Two other eye-catching name-drops in Lee’s article are credit reporting giants Equifax and TransUnion (an NMHC member), who are major players in the tenant screening industry. The former is infamous for its massive 2017 data breach, for which it paid a $575 million fine to the Federal Trade Commission (FTC) and Consumer Financial Protection Bureau (CFPB) for failing to properly secure sensitive consumer data. The latter is a notorious repeat offender of consumer protection laws and has been specifically fined by the CFPB for failure to ensure accurate tenant screening reports. Sloppy data-keeping practices (such as erroneous name-matching or including expunged criminal convictions on a tenant’s file) by tenant screening companies, as we wrote last year on our blog, can lead to many prospective tenants paying higher security deposits or being denied rental housing altogether.

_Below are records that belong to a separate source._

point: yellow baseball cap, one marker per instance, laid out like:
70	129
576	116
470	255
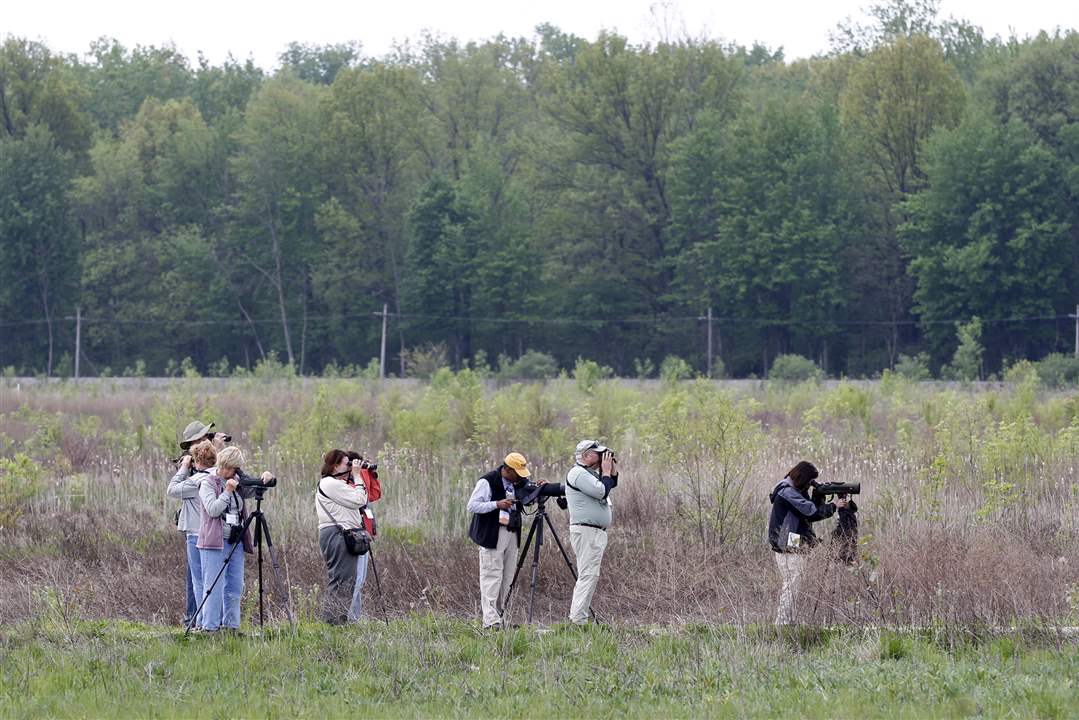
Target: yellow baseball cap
520	465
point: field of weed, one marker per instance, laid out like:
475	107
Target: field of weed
968	512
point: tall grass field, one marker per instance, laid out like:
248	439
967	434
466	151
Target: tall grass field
959	601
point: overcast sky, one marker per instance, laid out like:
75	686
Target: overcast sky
261	28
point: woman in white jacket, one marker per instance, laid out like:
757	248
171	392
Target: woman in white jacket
338	505
185	487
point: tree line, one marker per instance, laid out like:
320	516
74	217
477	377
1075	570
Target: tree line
584	198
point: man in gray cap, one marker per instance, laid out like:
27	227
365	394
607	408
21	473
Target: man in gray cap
587	488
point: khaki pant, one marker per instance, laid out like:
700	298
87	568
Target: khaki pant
495	573
588	546
791	566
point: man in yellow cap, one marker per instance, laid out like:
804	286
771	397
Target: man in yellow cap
496	528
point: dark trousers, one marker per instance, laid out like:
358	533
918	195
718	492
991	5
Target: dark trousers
341	571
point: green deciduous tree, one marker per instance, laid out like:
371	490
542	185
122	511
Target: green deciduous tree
986	235
39	244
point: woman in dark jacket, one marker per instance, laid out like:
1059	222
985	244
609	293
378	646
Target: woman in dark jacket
790	530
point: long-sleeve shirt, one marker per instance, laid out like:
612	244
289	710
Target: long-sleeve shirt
218	504
343	501
480	501
793	512
587	494
185	488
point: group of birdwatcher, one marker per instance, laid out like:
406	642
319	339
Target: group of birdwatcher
212	487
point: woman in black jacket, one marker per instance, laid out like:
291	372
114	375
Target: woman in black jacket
790	530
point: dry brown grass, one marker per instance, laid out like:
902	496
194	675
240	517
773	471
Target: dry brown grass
97	544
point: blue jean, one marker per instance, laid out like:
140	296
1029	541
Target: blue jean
194	578
222	603
356	610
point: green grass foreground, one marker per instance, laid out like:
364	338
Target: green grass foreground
426	667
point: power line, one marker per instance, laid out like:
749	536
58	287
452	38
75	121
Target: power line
652	320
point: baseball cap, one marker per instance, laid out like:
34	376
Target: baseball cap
519	464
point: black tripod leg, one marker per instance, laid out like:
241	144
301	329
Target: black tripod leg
209	589
378	585
537	526
258	545
520	564
569	564
264	530
520	560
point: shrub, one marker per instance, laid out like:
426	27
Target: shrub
19	483
643	368
967	362
588	374
673	368
1059	370
532	365
914	367
425	361
794	368
707	440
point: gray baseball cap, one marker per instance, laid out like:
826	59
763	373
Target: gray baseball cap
193	432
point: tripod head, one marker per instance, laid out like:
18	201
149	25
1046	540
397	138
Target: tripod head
541	492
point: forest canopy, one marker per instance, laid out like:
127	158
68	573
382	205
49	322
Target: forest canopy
914	188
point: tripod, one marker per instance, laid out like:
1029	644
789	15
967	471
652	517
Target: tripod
535	532
261	529
378	585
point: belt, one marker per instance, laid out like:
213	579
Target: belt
589	525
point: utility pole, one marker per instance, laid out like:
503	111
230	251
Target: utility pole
78	338
1077	329
708	317
709	341
382	351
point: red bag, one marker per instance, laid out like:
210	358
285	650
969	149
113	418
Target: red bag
371	484
373	488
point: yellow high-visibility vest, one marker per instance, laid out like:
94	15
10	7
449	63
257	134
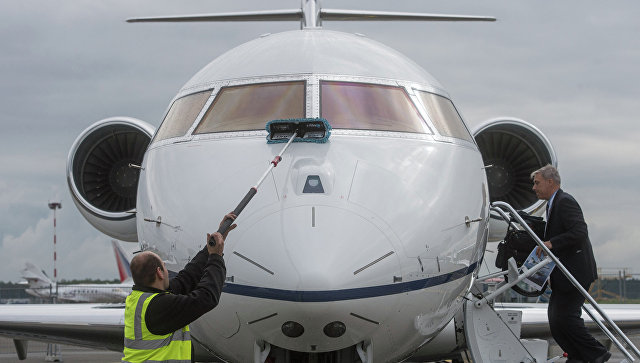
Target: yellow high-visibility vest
140	345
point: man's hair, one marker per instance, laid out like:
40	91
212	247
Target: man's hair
143	268
548	172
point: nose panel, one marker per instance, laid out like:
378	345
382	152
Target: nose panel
313	248
316	265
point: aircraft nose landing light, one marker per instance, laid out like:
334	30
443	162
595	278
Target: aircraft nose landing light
292	329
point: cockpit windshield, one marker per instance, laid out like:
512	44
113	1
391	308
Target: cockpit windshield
444	116
181	115
362	106
250	107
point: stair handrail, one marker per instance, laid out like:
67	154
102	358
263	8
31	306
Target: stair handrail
496	206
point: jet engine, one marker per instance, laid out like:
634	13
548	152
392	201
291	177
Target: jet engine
103	171
511	149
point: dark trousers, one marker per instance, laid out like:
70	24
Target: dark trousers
567	327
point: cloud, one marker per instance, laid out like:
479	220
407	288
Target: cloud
569	68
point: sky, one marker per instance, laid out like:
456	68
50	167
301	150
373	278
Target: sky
571	68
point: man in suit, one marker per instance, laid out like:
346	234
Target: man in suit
567	237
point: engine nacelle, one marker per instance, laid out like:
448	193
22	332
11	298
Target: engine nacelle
102	183
512	149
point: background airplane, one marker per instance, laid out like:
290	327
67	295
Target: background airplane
40	285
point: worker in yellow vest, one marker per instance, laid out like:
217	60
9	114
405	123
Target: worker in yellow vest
158	311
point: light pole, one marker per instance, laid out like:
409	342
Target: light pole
54	206
53	350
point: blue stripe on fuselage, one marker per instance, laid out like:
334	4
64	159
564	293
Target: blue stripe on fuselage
346	294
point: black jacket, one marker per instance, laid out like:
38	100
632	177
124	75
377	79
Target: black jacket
567	231
193	292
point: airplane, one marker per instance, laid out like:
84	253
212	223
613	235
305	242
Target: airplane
362	248
40	285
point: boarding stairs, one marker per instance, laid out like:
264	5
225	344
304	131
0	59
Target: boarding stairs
488	341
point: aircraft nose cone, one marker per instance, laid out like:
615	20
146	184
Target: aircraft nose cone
314	249
313	276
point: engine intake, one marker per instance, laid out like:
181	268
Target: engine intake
514	148
102	183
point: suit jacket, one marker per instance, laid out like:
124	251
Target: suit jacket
567	231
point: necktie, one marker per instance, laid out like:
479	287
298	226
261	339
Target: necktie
546	224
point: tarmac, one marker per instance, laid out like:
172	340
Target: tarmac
73	354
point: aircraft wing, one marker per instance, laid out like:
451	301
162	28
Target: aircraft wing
91	325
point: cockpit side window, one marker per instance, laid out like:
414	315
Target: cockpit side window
181	115
250	107
362	106
444	116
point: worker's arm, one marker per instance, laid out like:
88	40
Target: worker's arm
169	312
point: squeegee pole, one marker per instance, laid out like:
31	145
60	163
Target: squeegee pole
243	203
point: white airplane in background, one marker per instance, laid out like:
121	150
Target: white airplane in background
40	285
362	248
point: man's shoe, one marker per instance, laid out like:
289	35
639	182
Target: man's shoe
603	358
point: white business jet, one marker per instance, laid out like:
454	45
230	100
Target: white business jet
359	248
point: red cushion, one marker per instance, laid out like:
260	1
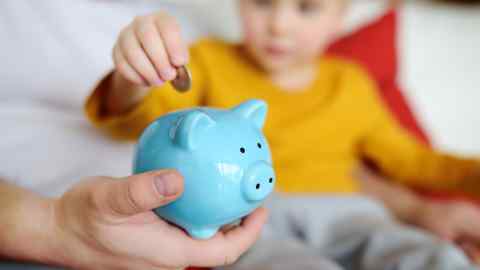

The screening industry itself is a major driver of “junk fees” in rental housing and is the subject of an ongoing FTC/CFPB regulatory probe. If Lee is concerned about identity-mismatching in rental housing, it’s odd she completely overlooks the systemic problems in the background screening industry.
But it is the group at the heart of Lee’s article, NMHC, whose supposed concern for “honest renters” is the least credible. As we wrote last year, NMHC spends millions each year fighting for anti-tenant policies, including:
Opposing rent stabilization and anti-rent gouging laws in states like California, New York, Oregon, and Minnesota.
Lobbying Congress and the Supreme Court to overturn the pandemic eviction moratorium.
Opposing HUD’s Affirmatively Furthering Fair Housing (AFFH) and Disparate Impact anti-discrimination rules.
Opposing CFPB/FTC regulatory scrutiny of the tenant screening industry.
Defending landlord discrimination against Section 8 voucher-holders.
Opposing a tenant-backed executive order to institute robust federal rent regulations and tenant protections.
Opposing the Biden administration’s LIHTC rent cap.
At the same time, NMHC has lobbied intensely to secure billions in lucrative corporate tax breaks in the 2017 Trump tax cuts and 2020 CARES Act. It’s hardly surprising that Lee did not mention this either, as NMHC is wary of drawing attention to their trickle-down agenda. Last month, NMHC and 22 other real estate lobby groups sent a joint letter to Congress that was billed by the industry as an endorsement of supply-focused housing legislation. But buried on page 6 of the letter (and entirely absent from the accompanying press release) was a warning to Congress to reject Biden’s proposals to make the wealthy and big corporations pay their fair share in taxes. It’s obvious why they would not want to highlight opposition to common sense, popular ideas such as closing the carried interest loophole (which overwhelmingly benefits private equity executives) or increasing the top marginal income tax rate paid by the ultra-rich. At a time when public investment in programs like social housing is sorely needed and corporations have shirked paying their fair share in taxes, Big Real Estate will fight tooth-and-nail to maintain an inequitable status quo.
Journalists seeking to accurately report on the rental housing crisis should heed our past advice and do what Medora Lee didn’t: talk to tenant organizers and advocates. Regurgitating self-serving industry talking points isn’t insightful investigative journalism, it’s propaganda.